Milliam Murigi @millymur1

Visa Oshwal Centre auditorium was marked by pomp and pageantry as Nirzar Jundre, the General Manager of Black Tulip Group Kenya and his team bounced towards the podium to receive awards during a flower show held in Nairobi last week.

Even though the group didn’t produce the best rose flower 2018, they clinched bronze and gold in the roses division as Uhuru Flowers Ltd clinched the coveted platinum award, Black Tulip Farm also won platinum for the other cut flowers and best stand design categories. 

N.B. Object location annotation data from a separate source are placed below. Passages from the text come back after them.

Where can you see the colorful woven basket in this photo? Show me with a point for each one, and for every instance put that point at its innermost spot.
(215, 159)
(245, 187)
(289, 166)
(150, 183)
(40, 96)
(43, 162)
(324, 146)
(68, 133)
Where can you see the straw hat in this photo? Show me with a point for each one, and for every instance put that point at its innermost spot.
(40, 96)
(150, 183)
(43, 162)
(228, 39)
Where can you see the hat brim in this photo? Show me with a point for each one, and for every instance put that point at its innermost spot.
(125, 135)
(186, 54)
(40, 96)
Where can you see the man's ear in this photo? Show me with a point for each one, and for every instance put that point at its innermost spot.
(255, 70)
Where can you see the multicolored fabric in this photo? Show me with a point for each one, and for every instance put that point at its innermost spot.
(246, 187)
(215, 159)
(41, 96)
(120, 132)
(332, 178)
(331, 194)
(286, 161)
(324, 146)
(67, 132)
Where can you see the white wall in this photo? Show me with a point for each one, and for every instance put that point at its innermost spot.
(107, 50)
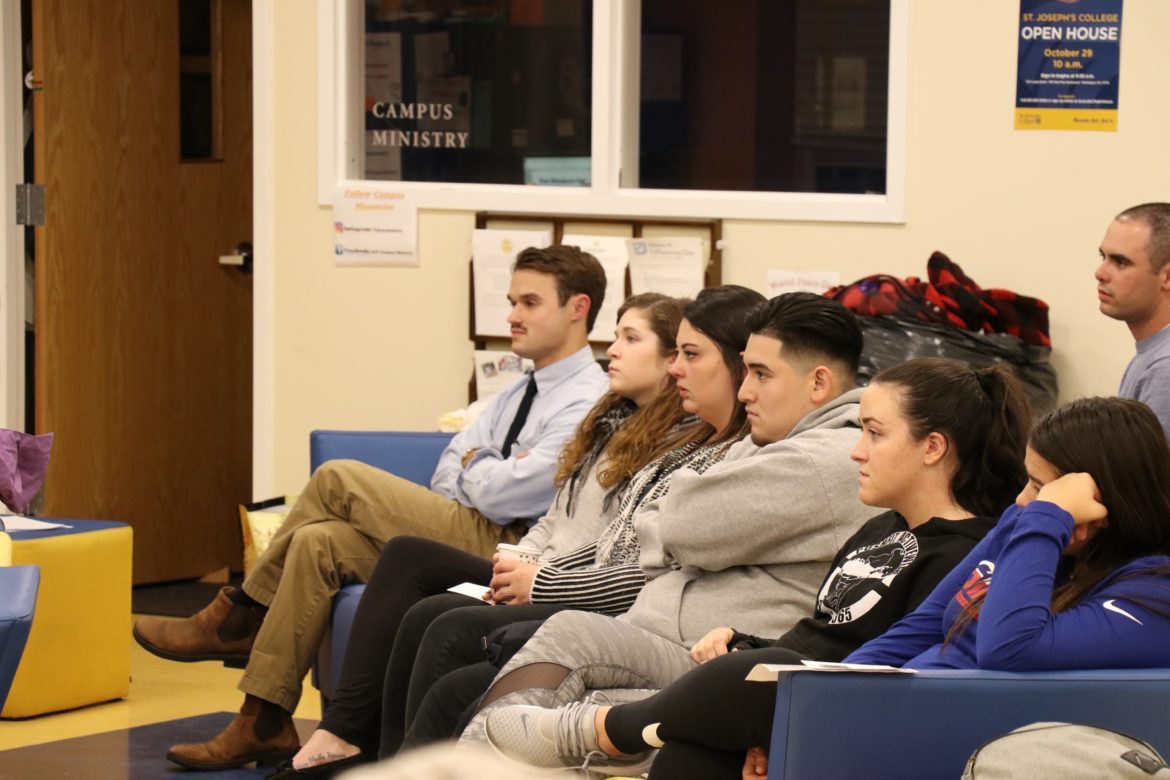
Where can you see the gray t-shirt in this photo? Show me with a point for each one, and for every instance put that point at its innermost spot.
(1147, 378)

The International Flower Trade & Exhibition (IFTEX) and Fresh Produce Africa (FPA), which brought together more than 270 exhibitors and 6,000 visitors, showcased over 90 per cent of all flowers grown in the country.  It aimed at bringing together more buyers from region such as Russia, Middle East, Far East and the US.

“The expected launch of direct flights from Nairobi to the US has brought good news for the flower sector as 10 American flower buyers have graced this year’s event,” said Richard Fox, Kenya Flower Council chairman.

The quality of flower samples displayed was excellent, with numerous and good flower designs. The ambience at the trade fair was also cosy despite large crowds.

Among the items that stood out this year was an increase of rose flowers varieties. Companies such as De Ruiter East Africa showcased their Big Five colours (red, yellow, orange, white and pink) while the Fontana Group displayed new varieties such as Mummy Blue, Wedding Rose and Mayfair.

“Kenya still commands a huge share of the global flower market, but due to emerging markets, we need to understand new trends and respond to changing demand patterns accurately. Colours continue to dictate the market and since they change fast, you cannot stick to one colour for long,” said Jundre. 

He said despite the rosy outlook for the Kenya’s flower sector amidst increasing competition, growers are also being affected by climate change. “Because of Changing weather patterns, we have experienced a decrease in production by about 30 per cent this season due to low sunlight, but we hope for the best in the future,” he added.

Jundre said Rose Downy Mildew disease is the greatest threat, causing huge losses to growers almost every year. “We have been losing 15 to 20 per cent of total exports to this disease. Ours is not the only  farm affected by the disease; it’s hitting all growers,” he said.

Speaking during the official opening ceremony, Kenya Flower Council CEO Clement Tulezi said the State needs to give incentives to flower farmers during this year’s budgetary allocations so to drive faster growth for an already thriving industry.

Last year, the sector’s gross revenues stood at Sh82 billion, placing the flower sector second to tea in agricultural export earnings. “To keep up the impressive performance in 2018, there is a need for incentives on taxation, farming implements and supportive infrastructure,” he said.

Fox says a lot more needs to be done to ensure more direct flights to the emerging markets because this will lower the cost of transport abroad. “The view of Kenya as a middle-income economy is also bringing up new challenges as the country no longer enjoys trade benefits like low taxes on exports to EU compared to low-income economies such as Rwanda,” he said. 

Rising competition from Uganda, Zimbabwe and Ethiopia is forcing Kenya to expore emerging markets such as China, Malysia, Hong Kong and Asia.